Is $0$ a limit point? Yes, take any neighbourhood around $0$. Then we have

$$ \begin{aligned} d(0, q) < r \end{aligned} $$

Pick $r = \varepsilon > 0$;

$$ \begin{aligned} |0 - q| = |0 - \dfrac{1}{n}| &< \varepsilon \\ -\varepsilon < \dfrac{1}{n} &< \varepsilon \end{aligned} $$

As you might see there are infinitely many $n$ satisfying above inequality.

Is $1$ a limit point? No, take neighbourhood around $1$ with $r = \frac{1}{10}$.

$$ \begin{align} d(1,q) &< \dfrac{1}{10} \notag\\ |1 - q| &< \dfrac{1}{10} \notag\\ \left|1 - \dfrac{1}{n}\right| &< \dfrac{1}{10} \notag\\ -\dfrac{1}{10} - 1 < - \dfrac{1}{n} &< \dfrac{1}{10} - 1 \notag\\ 1 - \dfrac{1}{10} < \dfrac{1}{n} &< \dfrac{1}{10} + 1 \notag\\ \dfrac{9}{10} < \dfrac{1}{n} &< \dfrac{11}{10} \end{align} $$

For $n = 2$, $(1)$ is not satisfied. Thus $1$ is an isolated point.

Also observe that a limit point does not have to be contained in the set itself.

$\textbf{\small Definition 1.5.:}$ (Closed Set) $E$ is closed if every limit point of $E$ is a point of $E$.

To make it concrete we could think the set $E=\{1,\frac{1}{2}, \frac{1}{3}, \dots\} \cup \{0\}$. According to the definition 1.5. set $E$ is closed.

We will state an important theorem about infinity and finiteness criteria for a set.

$\textbf{\small Theorem 1.2.:}$ If $p$ is a limit point of a set $E$, then every neighbourhood of $p$ contains infinitely many points of $E$

$\textbf{\small Proof:}$ Suppose on contrary there exists a neighbourhood of $p$ that contains finite points of $E$. Say $q_1, q_2, q_3, \dots, q_n$. Let $r = \underset{1 \leq m \leq n}{\min} d(p, q_m) > 0$. Using this minimum $r$ we create a new neighbourhood

$$ \begin{aligned} N_r(p) = \{q : d(p, q_m) < r, m =1,2,\dots\} \end{aligned} $$

However, for this newly created set, the elements are those whose distance $d(p, q_m)$ is smaller than the minimum $r$. But, this is a contradiction because $N_r(p)$ does not contain $q_m$ such that $p \neq q$. By definition $p$ is not a limit point.

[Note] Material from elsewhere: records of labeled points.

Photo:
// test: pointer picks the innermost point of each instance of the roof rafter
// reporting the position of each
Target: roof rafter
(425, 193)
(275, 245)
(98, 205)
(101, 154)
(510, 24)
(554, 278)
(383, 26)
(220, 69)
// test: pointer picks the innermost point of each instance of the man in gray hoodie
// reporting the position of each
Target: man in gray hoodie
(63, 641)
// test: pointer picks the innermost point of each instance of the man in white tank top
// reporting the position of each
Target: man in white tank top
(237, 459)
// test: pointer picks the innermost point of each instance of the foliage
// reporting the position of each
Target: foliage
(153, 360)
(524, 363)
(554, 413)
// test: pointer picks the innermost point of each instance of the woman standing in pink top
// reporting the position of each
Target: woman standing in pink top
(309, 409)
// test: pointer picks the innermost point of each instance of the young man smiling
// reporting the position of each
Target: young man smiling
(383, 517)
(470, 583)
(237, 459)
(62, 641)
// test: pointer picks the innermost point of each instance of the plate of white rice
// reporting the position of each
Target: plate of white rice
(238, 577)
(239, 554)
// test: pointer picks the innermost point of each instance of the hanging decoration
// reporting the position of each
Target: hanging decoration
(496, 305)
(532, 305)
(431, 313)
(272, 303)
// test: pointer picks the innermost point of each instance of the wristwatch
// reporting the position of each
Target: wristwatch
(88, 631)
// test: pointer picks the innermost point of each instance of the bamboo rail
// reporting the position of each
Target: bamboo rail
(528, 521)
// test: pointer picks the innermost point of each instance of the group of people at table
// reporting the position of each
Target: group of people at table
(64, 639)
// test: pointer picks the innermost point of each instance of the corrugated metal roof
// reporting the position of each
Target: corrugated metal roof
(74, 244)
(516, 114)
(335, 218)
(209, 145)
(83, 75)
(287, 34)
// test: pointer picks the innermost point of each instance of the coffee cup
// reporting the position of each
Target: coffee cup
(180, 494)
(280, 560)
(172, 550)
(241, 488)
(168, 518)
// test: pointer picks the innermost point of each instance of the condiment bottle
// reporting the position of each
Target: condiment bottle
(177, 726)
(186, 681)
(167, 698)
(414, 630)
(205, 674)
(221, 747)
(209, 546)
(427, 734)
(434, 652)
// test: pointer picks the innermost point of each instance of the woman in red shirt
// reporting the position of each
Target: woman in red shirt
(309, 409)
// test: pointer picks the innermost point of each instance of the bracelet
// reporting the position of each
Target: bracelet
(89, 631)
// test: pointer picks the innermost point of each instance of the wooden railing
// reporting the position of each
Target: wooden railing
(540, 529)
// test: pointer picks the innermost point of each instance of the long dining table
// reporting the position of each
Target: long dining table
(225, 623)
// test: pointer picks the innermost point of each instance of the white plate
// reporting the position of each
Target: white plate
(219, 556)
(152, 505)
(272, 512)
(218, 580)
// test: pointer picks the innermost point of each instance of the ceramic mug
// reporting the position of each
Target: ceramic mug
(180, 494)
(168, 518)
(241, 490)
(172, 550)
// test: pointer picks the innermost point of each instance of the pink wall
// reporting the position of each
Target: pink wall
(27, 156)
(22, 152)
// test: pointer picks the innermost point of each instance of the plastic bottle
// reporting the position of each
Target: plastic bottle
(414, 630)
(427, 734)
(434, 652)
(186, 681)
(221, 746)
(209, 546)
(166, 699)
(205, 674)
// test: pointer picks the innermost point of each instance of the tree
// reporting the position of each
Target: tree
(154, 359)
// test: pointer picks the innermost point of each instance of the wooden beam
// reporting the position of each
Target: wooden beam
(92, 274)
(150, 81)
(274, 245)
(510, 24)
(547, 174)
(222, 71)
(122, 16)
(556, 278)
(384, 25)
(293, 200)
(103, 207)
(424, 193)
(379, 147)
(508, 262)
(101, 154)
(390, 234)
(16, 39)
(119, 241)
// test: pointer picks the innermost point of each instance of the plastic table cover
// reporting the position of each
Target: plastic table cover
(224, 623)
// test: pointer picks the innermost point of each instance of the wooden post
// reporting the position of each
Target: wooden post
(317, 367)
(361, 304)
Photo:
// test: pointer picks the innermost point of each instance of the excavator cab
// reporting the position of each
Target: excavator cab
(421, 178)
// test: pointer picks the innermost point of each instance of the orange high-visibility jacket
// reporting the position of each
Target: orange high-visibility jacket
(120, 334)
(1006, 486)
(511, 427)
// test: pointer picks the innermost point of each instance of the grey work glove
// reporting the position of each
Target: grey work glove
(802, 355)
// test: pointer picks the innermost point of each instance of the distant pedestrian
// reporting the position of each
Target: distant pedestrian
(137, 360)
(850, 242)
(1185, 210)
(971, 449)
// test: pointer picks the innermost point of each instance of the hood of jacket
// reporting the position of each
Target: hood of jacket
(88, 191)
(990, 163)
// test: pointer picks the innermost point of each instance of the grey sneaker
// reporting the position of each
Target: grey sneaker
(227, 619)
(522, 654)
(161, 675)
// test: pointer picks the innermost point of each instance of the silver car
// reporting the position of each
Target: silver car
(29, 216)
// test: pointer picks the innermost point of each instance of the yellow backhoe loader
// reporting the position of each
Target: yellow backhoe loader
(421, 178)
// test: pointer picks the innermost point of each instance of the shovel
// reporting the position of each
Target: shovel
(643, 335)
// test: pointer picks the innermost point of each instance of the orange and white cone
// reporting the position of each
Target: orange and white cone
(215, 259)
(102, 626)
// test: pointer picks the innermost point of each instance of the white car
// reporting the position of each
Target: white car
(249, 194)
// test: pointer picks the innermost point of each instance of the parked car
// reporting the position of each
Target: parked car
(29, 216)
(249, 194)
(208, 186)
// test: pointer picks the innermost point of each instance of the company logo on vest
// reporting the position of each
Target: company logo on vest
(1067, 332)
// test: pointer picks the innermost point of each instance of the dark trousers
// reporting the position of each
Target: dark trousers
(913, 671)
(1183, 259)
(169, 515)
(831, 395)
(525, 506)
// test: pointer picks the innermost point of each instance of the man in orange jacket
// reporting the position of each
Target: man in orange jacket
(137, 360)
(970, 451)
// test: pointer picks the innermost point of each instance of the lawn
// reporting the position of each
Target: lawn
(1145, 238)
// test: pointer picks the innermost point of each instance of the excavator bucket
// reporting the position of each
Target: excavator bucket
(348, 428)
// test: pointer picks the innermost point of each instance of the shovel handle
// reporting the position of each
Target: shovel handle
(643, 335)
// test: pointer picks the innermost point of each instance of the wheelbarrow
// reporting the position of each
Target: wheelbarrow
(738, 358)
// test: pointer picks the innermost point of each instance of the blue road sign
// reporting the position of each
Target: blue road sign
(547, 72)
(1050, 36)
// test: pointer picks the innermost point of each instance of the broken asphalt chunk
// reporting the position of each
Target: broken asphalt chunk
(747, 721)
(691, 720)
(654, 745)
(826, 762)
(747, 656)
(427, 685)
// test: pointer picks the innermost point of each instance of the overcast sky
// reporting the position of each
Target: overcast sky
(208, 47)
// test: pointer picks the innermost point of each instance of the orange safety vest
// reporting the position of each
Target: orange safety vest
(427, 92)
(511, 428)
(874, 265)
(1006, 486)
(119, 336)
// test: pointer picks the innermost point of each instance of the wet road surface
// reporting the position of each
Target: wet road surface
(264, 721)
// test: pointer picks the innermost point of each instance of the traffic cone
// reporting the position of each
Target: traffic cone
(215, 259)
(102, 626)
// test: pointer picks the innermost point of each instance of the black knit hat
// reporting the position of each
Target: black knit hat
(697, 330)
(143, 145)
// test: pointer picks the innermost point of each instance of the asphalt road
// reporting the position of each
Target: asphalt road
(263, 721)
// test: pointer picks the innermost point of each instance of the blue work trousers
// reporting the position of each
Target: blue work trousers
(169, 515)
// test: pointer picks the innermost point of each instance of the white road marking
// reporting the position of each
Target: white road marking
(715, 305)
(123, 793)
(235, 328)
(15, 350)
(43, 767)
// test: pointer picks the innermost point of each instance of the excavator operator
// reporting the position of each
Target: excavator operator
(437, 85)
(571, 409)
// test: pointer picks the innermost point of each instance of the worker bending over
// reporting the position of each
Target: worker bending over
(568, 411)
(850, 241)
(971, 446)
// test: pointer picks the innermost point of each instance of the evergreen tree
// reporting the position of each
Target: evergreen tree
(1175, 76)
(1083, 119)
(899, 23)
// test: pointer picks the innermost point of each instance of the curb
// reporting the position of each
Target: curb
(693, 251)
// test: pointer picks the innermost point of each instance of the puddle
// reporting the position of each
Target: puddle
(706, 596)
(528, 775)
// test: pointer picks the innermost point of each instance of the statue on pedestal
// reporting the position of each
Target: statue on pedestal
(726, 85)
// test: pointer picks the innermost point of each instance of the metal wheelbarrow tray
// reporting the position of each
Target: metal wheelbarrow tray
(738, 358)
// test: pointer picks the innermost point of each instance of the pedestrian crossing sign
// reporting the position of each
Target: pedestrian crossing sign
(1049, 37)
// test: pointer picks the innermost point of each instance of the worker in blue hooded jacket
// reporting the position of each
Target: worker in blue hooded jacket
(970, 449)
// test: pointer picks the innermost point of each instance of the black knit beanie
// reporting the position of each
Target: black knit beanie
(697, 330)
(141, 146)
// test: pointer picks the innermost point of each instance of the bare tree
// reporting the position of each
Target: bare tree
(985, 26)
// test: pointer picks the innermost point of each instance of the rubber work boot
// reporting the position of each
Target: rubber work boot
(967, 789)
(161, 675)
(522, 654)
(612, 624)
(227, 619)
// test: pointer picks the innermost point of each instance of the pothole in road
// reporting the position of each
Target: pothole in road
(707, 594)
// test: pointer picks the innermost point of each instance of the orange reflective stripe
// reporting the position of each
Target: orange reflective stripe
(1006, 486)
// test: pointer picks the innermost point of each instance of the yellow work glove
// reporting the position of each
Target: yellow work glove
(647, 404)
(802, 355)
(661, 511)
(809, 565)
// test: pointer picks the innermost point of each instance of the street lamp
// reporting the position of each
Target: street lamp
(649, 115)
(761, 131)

As figure (intuitively) shows there is no further elements between minimum distance and $p$.

This theorem yields two corollaries.

$\textbf{\small Corollary 1.1.:}$ A finite set $E$ can never have a limit point.

$\textbf{\small Corollary 1.2.:}$ If a set has a limit point, the set itself must be infinite.